Rather than the stress of migration, the freedom of stability actually creates the final rift in Saeed and Nadia’s relationship. Although Saeed and Nadia have differences that may have caused strife throughout their relationship, the freedom they find from immigrating to Marin ultimately causes their breakup. For example, in their home country, where their religion is the default, Nadia doesn’t mind Saeed’s piousness because he doesn’t force it on her. Conversely, her irreligiousness doesn’t bother him because he’s surrounded by others who feel similarly about his religion, and thus he feels secure in his religious practice. However, outside of their country, Saeed finds religion even more important because it connects him to his culture and his family from afar, and Nadia’s rejection feels more personal. Without a religious default, Nadia finds Saeed’s religiousness increasingly stifling. When Saeed has the freedom to explore his spirituality in Marin without the threat of violence, he draws close to the preacher’s daughter, not merely because she’s religious but because he relates to her relationship with religion and her underlying values.
In Nadia’s case, traveling to a country that accepts the existence of bisexuality gives her the opportunity to question her sexuality without fear and pursue a relationship with a woman. The political stability in Marin also give Nadia the ability to leave her physical home with Saeed and safely establish herself as an independent woman, something that would not have been possible in Mykonos or Dark London. This freedom to explore and find people whose values actually match theirs causes Saeed and Nadia’s differences to become insurmountable. The stress of migration—the political instability, threat of violence, and need to hold on to someone familiar—actually bound them together. When this stress is removed, they can move on in their lives.
How does Hamid use the word “native” throughout the novel and why??
Hamid’s use of the word “native” as opposed to “citizen” serves to question what it means to be native or indigenous to somewhere.
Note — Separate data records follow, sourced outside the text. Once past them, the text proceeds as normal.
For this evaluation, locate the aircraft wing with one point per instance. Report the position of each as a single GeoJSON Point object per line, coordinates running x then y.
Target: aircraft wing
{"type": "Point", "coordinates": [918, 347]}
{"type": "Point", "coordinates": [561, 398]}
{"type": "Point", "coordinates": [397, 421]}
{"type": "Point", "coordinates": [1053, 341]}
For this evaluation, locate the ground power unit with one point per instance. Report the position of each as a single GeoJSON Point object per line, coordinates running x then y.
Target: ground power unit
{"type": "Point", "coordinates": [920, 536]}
In the London section, the word “native” stands out because of its history in British writing to refer to Britain’s colonial subjects, who were often portrayed as irrational or unintelligent. The use of “native” here turns the colonial narrative on its head, with people of color viewing white British people as unreasonable and even hostile, evoking Britain’s colonial past and revealing the hypocrisy of their anti-migrant stance. Hamid further reveals the hypocrisy inherent in the British concept of indigeneity in the narrator’s discussion of the digger driver’s wife. Nadia assumes the woman is natively British, but it turns out that she’s merely a white woman who immigrated from an English-speaking country. Unlike the refugees, she holds a supervisory position, suggesting that both her whiteness and her length of time in the country have conferred an honorary native-ness upon her.
In the Marin section, the use of the word “native” questions the American understanding of who actually comes from the United States. Because the word “native” in the British section refers to (primarily) white British citizens, the narrator’s comment that most of the natives in Marin are dead initially confuses the reader, until the narrator makes it clear that s/he means the indigenous nations who lived in Marin before European colonialism. This cognitive dissonance serves as a reminder that the United States began with a mass migration of Europeans to an already inhabited continent. In the United States, the narrator uses “native” to refer to Native Americans, Black descendants of enslaved Africans, and other citizens of the United States. The diverse and complicated relationship these three groups have with each other also destabilizes the concept of native because people cannot agree on what it means and what actually confers native status on a person.